There are scratches on the surface of the world. These manifested in the titular ‘Weather Station’: a semi-transparent, spherical ‘zorb’ recently anchored by ropes to a makeshift platform outside OSR Projects. A series of artists have entered or engaged in dialogue with the object, and so it bore the traces of previous wear, drawings and marks. In some patches, it was possible to see where the skyline has been delineated, in others, where a landscape had been crudely mapped.
For those artists who stepped inside the ‘Weather Station’, the airtight membrane formed a skin: an impermeable border between outside and in. It’s a neat illusion that separates human from nature, allowing for dissociation and observation from a safe distance. But it was also a precarious prison, which could not be opened from the inside. The incarcerated artist had between 10 and 20 minutes before the air emptied of oxygen and lips turn blue - an explicit, if metaphorical, note of caution.
Weather Station (Part I)’s exhibition showed the results and ephemera related to three artist interactions with the ‘Weather Station’. Its centrepiece was a traditional flat-bottomed rowing boat, ‘Some:when’, built by Jethro Brice and Seila Fernandez Aconada as part of a long-term project addressing flooding and community resilience on the Somerset levels. Stepping into the boat was an act of disorientation: the vessel imperceptibly moved, the gallery floor turned to water, the world suddenly seemed a little less stable.
This position of exposure was best for viewing Alexander Stevenson’s video ‘Vstříc Divočině’ (Czech for “towards wilderness”). Shot in a forest clearing, the artist began a series of ritualistic and ridiculous gestures by kneading and smearing his hands with soil. He goes on to writhe in leaf litter, burrow in the earthy roots of a fallen tree and stomp on stilts bearing branches on his back. With the grimacing artist kitted in hiking gear, it’s an easy parody of the ‘outdoor lifestyle’, a leisure activity that promises proximity with nature. But the soundtrack - composed of digital growls and monstrous breathing - seemed darker, more ominous. The video was filled with odd jerky zooms, indicating an observer of this strange fauna, or perhaps turning the foolish creature’s gaze back upon the watcher.
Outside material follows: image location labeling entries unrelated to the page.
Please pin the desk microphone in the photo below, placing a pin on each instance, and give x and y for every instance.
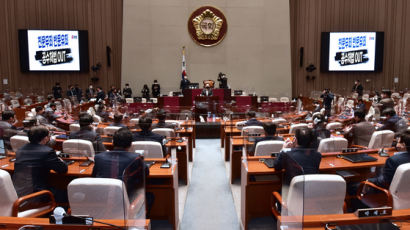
(61, 217)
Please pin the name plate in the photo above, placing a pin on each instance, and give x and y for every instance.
(369, 212)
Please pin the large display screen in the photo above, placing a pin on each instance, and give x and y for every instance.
(352, 51)
(53, 50)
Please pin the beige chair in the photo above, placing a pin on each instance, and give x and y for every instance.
(110, 130)
(350, 104)
(101, 198)
(134, 121)
(381, 139)
(279, 120)
(11, 205)
(295, 127)
(332, 144)
(129, 100)
(315, 194)
(97, 118)
(334, 126)
(240, 124)
(151, 149)
(15, 104)
(266, 148)
(252, 131)
(175, 123)
(398, 194)
(166, 132)
(18, 141)
(74, 127)
(284, 99)
(78, 147)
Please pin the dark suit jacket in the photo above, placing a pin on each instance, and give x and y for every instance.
(86, 133)
(113, 163)
(204, 92)
(184, 84)
(150, 136)
(32, 167)
(118, 125)
(90, 93)
(266, 138)
(386, 103)
(100, 96)
(307, 159)
(362, 133)
(123, 165)
(253, 122)
(390, 124)
(162, 124)
(390, 167)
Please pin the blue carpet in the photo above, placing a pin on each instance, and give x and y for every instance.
(209, 203)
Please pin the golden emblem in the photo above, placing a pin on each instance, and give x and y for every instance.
(207, 25)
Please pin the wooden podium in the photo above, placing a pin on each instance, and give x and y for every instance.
(204, 104)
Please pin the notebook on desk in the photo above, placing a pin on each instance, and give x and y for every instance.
(357, 158)
(269, 162)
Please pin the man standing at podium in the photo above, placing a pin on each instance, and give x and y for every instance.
(207, 91)
(185, 83)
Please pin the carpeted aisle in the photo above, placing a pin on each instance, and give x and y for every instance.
(209, 203)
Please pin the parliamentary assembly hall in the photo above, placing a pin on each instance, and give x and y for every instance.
(205, 114)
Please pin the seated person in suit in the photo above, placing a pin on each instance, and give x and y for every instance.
(146, 134)
(252, 119)
(8, 120)
(361, 132)
(319, 130)
(207, 91)
(161, 115)
(112, 164)
(27, 125)
(390, 121)
(393, 162)
(386, 101)
(86, 132)
(102, 112)
(50, 113)
(308, 158)
(270, 131)
(7, 127)
(118, 121)
(34, 162)
(42, 120)
(100, 95)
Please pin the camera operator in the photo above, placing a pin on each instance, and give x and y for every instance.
(223, 81)
(327, 101)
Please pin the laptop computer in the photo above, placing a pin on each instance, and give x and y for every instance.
(379, 226)
(357, 158)
(3, 153)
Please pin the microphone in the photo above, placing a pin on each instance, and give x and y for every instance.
(60, 214)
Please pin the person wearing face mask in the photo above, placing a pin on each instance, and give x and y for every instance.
(207, 91)
(185, 83)
(127, 91)
(33, 164)
(90, 92)
(156, 89)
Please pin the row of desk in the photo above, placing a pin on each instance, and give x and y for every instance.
(162, 182)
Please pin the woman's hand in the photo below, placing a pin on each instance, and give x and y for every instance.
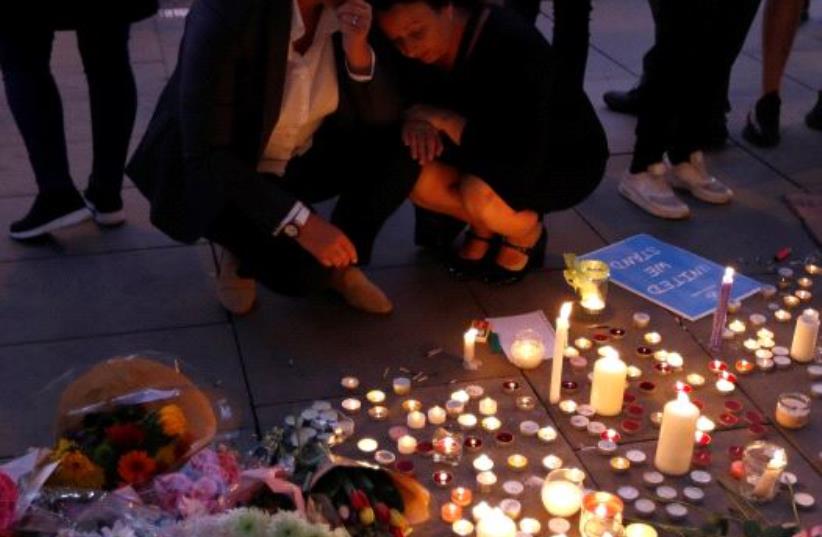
(423, 140)
(446, 121)
(355, 22)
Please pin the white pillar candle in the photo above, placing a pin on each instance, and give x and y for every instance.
(676, 436)
(608, 388)
(407, 444)
(488, 406)
(416, 420)
(560, 342)
(436, 415)
(805, 335)
(496, 524)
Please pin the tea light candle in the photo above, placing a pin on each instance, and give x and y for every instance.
(487, 406)
(782, 316)
(407, 445)
(378, 413)
(675, 446)
(462, 496)
(652, 338)
(608, 388)
(415, 420)
(350, 383)
(486, 481)
(517, 462)
(436, 415)
(351, 405)
(496, 524)
(367, 445)
(547, 434)
(467, 421)
(491, 424)
(450, 512)
(462, 527)
(483, 463)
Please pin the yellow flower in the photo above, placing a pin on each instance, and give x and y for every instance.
(77, 470)
(172, 420)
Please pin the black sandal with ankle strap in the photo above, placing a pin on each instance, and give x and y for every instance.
(499, 275)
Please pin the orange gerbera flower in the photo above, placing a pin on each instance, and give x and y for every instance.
(136, 467)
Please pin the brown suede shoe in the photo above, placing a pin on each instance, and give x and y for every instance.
(236, 294)
(360, 292)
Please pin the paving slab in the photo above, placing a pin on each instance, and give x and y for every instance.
(756, 223)
(87, 238)
(37, 373)
(716, 499)
(548, 291)
(107, 294)
(463, 475)
(320, 340)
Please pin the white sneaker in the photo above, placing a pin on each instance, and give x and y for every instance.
(694, 176)
(651, 191)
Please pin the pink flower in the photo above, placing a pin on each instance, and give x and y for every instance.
(8, 501)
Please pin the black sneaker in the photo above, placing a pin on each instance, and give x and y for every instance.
(50, 212)
(762, 127)
(106, 210)
(814, 118)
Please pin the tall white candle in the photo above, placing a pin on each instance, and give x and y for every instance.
(675, 448)
(721, 312)
(560, 342)
(469, 341)
(608, 388)
(805, 335)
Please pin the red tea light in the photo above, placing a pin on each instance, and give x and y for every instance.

Stevenson’s other work dominated in height and colour - a domed tipi cloaked in kaleidoscope robes. Like a sea swell of festival tents, ‘Mountain’ was decked in absurd outer layers of neon - a patchwork of pink, blue, green, orange. It was tall enough to enter, and once inside, black mesh and silver stitching enveloped the viewer like a dark cocoon. Patterned with wheels, grids and lines, conjuring crop circles, desert geoglyphs and celestial bodies, the interior recalled a previous human existence, in which the seasonal and the cyclical were attended and anticipated.
There was also a sense of eerie premonition in Simon Lee Dicker’s ‘Red Sky in the Morning’. From a pasted billboard, a silhouetted man gazed out to sea beneath a busy train carriage. The photo was taken before the devastating 2004 Indian Ocean tsunami, which would strike Sri Lanka and wipe out a packed commuter train, killing almost 2000 people. Nearby, on iPods, Dicker’s parents each retell their experience of the disaster, beginning with the moment the water struck the beachside cafe they were in. There is dark humour - it’s a breakfast-themed escapade - but also biblical dimensions, as the couple find themselves guiding blind companions towards a temple and scrambling up a mountain to escape the waters. With elements of the stories manifesting in the space (a freshly prepared Sri Lankan ‘Egg Hopper’; a chair like those they were lucky to sleep in), the work spoke of foresight and hindsight, personal myth and human endurance.
But lest we breathe easy with thoughts of co-operative survival, Jethro Brice discomforted with the most exacting and critical observation in the exhibition. In a wall text, the significance of water - and a lack of it - comes to bear on Israeli/Palestinian life. Observing the black water tanks that distinguish Arab villages from Jewish settlements, the narrator realises: “...water supply is managed by Israeli companies. In times of shortage, Arab families are the first to be cut off, sometimes for months at a time.” A bird with iridescent blue wings was drawn nearby, he perched beside the words, grounded.
It was akin to a warning flash, a reminder of who lays claim to natural resources and the role that state ideology plays in necessitating, and even inviting, our resilience against disaster. As a term in increasing use - and happily claimed as a buzzword by politicians, banks and corporations, Mark Neocleous notes in Radical Philosophy that “Resilience is by definition against resistance”. Here in Somerset, and everywhere that extreme weather events occur, we need a critical eye on the response - not only that of the local community but of wider governance. What are we failing to resist? Who benefits from our resilience?
In a continuation of the project, Weather Station (Part II) will see the orb travel around the South West in summer 2016, gathering new encounters with artists. As I left the gallery, the breeze picked up, and the ‘Weather Station’ tugged, gently, at her tethers.